Thanks for yet another well written piece. We really don’t see enough straight talking in the literature of legal information.
Picking up your point on publishers’ long-term commitment to free-access services I thought I would share my trials with Everyform, well-known to SCL members who voted it as the winner of our award for IT in 1999.
In case people don’t know, Everyform is a service which makes forms available as documents that you can type text into (like a word processor) as opposed to the ones free on the official sites which for some inexplicable reason are images rather than Word documents. There are also a few forms written by barristers/legal experts which are not statutory or official but simply constitute a good form of wording for a particular deal (precedents). (This is where more expensive competitors Oyez and Laserforms are currently streets ahead).
Everyform was bought by Butterworths/Reed in February. Initially, most of its Scotland-based staff were made redundant, later all of them were. My impression as a user was that no new forms were added nor any changes made to existing ones during the next few months, although I may be wrong in detail.
We also had an arrangement with Everyform that they would e-mail us to alert us when forms needed to be updated – this stopped happening. (Discovered, inevitably, while I was away and the forms were needed urgently: Murphy strikes again.)
I mentioned it to Ivan Darby, Butterworths’ Director of IT, in May and got a non-committal response. Frankly I was starting to give up. However, when reviewing the marketplace in July, I had the good fortune to speak to Mark Dorman, a member of the former Everyform staff now rehired as the Product Development Manager. Butterworths have finally made a smart move in this story.
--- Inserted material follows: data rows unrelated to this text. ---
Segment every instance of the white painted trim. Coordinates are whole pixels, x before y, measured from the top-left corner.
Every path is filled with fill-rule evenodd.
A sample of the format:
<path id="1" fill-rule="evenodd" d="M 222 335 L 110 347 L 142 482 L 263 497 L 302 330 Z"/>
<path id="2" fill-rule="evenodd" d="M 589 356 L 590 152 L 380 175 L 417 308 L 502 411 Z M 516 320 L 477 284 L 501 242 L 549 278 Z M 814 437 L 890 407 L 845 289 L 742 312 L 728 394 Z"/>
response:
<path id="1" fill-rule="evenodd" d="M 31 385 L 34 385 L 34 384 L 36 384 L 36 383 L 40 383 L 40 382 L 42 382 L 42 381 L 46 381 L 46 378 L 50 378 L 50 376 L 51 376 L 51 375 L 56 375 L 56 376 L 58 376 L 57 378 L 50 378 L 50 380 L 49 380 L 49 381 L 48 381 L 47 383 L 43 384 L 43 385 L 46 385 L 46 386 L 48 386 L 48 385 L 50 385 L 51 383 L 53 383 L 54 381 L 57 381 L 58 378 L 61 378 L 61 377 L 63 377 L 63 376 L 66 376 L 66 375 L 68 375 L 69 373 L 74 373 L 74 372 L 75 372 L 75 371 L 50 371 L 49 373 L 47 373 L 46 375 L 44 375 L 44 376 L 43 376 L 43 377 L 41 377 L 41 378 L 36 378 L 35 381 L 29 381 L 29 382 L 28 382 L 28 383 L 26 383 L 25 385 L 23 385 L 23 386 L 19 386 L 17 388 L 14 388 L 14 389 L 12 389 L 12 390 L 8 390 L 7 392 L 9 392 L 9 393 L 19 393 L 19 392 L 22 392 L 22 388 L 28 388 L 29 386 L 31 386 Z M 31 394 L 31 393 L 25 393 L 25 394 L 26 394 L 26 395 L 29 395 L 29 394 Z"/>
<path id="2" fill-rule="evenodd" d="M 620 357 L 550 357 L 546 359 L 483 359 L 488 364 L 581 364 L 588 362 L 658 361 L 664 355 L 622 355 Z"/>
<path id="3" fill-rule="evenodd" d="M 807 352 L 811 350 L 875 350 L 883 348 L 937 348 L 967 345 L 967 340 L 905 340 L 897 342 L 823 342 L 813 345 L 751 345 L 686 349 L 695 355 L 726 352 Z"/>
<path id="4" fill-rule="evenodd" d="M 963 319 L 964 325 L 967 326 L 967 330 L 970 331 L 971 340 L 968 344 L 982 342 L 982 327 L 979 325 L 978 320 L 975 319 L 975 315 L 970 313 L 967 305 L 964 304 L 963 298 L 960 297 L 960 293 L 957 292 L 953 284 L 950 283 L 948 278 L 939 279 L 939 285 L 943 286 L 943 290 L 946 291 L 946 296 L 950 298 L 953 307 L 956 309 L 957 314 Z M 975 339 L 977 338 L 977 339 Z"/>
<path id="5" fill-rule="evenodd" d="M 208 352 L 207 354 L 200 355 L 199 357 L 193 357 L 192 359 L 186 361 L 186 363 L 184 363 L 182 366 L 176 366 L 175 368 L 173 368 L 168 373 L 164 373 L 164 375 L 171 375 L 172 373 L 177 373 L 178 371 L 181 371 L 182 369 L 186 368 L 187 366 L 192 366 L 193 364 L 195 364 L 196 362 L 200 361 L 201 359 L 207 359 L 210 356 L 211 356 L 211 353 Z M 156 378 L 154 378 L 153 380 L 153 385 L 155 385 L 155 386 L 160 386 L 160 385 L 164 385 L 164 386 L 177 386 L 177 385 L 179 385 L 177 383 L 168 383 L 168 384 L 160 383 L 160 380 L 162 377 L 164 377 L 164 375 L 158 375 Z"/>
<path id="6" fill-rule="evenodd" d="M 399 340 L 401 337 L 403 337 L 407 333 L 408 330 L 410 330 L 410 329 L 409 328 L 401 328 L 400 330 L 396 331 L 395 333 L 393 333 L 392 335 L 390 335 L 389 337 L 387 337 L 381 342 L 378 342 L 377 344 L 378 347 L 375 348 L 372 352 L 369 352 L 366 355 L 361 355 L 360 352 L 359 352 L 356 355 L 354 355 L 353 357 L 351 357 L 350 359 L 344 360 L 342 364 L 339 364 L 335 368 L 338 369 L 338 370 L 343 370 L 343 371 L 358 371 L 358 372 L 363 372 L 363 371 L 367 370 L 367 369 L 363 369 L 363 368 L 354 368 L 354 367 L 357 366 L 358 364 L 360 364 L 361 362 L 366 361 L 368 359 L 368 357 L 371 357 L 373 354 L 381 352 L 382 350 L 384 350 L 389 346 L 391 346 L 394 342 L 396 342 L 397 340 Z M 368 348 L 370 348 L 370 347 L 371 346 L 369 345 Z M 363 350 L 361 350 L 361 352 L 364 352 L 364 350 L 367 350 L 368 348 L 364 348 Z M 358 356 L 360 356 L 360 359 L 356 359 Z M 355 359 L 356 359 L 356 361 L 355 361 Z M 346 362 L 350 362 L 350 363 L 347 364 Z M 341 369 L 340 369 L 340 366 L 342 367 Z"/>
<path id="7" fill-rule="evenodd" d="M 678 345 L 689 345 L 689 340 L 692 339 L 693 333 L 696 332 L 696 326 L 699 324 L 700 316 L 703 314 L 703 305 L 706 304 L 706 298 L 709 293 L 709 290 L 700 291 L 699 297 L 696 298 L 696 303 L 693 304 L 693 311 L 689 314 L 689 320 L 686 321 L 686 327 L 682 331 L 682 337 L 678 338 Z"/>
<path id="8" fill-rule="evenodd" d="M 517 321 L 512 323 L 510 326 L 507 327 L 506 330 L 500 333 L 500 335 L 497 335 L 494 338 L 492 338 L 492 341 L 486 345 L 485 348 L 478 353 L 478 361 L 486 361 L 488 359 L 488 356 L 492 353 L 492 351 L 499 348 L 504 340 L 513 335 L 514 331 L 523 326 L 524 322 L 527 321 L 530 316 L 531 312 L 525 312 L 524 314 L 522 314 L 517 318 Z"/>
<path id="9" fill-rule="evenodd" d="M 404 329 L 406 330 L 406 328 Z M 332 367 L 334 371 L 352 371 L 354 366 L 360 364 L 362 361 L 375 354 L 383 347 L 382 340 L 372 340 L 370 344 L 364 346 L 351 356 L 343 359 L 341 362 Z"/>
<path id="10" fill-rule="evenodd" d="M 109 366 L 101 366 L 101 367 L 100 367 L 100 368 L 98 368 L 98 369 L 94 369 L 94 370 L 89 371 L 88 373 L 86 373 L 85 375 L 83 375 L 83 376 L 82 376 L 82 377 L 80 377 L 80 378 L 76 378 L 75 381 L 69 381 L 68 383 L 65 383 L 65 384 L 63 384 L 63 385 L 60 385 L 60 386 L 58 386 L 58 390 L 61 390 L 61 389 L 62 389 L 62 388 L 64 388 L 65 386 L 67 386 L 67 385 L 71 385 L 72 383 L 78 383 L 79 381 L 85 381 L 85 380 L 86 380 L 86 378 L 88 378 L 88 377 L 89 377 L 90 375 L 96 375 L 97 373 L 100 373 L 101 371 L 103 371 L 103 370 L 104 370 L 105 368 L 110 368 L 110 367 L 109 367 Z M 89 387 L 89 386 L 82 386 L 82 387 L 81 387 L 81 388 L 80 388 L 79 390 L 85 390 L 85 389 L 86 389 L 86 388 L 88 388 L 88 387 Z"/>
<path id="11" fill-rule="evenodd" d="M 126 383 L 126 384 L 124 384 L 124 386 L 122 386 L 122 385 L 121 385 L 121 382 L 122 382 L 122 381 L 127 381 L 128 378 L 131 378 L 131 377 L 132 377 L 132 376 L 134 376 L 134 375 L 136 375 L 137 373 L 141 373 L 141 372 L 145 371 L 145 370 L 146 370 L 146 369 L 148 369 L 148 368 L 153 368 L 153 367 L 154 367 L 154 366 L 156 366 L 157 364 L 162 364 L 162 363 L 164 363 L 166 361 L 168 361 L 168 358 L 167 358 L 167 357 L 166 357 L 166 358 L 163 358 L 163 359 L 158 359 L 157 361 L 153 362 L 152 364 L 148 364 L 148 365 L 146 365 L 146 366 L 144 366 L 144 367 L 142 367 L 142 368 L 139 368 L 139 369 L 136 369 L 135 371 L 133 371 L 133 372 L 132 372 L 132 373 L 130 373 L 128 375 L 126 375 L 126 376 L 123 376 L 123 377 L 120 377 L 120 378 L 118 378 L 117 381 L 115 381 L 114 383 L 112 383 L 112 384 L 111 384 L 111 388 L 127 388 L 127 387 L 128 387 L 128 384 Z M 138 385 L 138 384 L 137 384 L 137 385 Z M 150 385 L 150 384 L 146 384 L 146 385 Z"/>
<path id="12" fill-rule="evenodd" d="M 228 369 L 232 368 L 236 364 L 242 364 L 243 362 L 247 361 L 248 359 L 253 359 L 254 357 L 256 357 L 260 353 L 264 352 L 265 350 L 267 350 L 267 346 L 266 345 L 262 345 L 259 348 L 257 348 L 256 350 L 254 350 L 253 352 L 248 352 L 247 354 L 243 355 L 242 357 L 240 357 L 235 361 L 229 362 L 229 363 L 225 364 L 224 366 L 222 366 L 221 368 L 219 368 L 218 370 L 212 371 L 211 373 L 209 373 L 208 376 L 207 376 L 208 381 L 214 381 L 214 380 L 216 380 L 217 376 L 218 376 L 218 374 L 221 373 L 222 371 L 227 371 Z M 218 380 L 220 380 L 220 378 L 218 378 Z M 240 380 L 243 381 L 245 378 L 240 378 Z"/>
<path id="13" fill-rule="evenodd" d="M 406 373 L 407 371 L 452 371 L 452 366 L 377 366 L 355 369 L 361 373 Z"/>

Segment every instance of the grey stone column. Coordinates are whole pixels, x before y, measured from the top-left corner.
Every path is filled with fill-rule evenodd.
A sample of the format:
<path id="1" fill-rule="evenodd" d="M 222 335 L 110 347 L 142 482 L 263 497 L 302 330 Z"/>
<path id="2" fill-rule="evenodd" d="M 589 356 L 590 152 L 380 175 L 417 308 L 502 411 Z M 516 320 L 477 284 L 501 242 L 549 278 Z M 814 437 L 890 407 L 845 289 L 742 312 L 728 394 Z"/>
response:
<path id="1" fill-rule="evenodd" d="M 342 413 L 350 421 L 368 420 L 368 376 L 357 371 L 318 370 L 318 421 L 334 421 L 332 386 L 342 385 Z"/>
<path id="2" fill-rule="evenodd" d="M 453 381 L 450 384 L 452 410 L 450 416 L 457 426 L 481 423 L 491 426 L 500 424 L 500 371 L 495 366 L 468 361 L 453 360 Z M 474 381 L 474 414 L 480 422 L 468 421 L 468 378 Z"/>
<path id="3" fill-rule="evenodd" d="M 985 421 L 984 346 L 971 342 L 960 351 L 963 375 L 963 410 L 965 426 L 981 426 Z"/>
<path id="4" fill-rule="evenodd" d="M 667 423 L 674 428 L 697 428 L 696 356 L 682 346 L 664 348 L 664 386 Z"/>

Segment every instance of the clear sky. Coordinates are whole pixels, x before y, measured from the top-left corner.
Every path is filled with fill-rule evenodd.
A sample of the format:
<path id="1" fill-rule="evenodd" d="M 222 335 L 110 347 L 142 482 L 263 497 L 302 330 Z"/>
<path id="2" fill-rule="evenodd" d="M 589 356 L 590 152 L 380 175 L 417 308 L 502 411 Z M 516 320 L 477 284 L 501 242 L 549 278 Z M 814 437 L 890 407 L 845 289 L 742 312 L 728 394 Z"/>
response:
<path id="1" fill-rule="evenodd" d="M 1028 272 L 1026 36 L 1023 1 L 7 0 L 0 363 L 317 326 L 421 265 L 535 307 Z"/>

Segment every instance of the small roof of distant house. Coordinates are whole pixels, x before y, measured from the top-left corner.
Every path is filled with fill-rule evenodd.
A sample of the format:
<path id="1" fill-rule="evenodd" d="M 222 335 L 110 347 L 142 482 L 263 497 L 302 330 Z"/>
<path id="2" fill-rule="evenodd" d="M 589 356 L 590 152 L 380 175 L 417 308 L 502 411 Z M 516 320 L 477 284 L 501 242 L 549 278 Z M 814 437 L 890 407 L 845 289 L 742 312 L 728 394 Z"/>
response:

Future development will concentrate on the Forms Assured product (the expensive version). It promises to be very impressive and relatively cheap. A technical improvement is planned to make it compatible with practice management systems such as Norwell. This means that you can open the form with some fields (like your address) already filled in. It may also retrieve client details by reference to the matter number. What is automatically put into what box is determined on a desktop-by-desktop basis.
I strongly suspect that the free service from Everyform will disappear completely – I am sure if you publish this letter then Butterworths will be getting back to us and letting us know.
It seems like the classice-commerce storyline: start-up > better IT than your rivals > win an award > sell the company to a big conglomerate & divvy up with the venture capitalists. (This may be unfair, it is how it looks to a user.)
Which brings us round to what a traditional business does with a service designed for a start-up model. And the answer looks like it’s going to be scrap the free elements and turn the excellent delivery mechanisms and online advantages into a stronger product at a cheaper price than the opposition. (Or cock it up by failing to support or retain Mr Dorman which still worries me and still seems a distinct possibility.)
This may be the long-term picture for many of the excellent free services we see now. Some of the best services are already provided by the publishers (lawyerlocator and Butterworths Direct news). They may stop once they are no longer commercial and as the e-commerce business model evolves. And the excellent legal information portals provided by Sarah Carter, Delia Venables et al are very vulnerable to the person doing it deciding to stop. As for the official ones like Austlii, they will survive as long as there is political will to bear the cost of the project and they can survive inter-departmental infighting. But it’s desperately optimistic to assume any given site will be there forever.
But what is most assured is that as the services we know and like to use go, new ones will spring up.
As you say marketing and alerting may be the single most important element to end-users.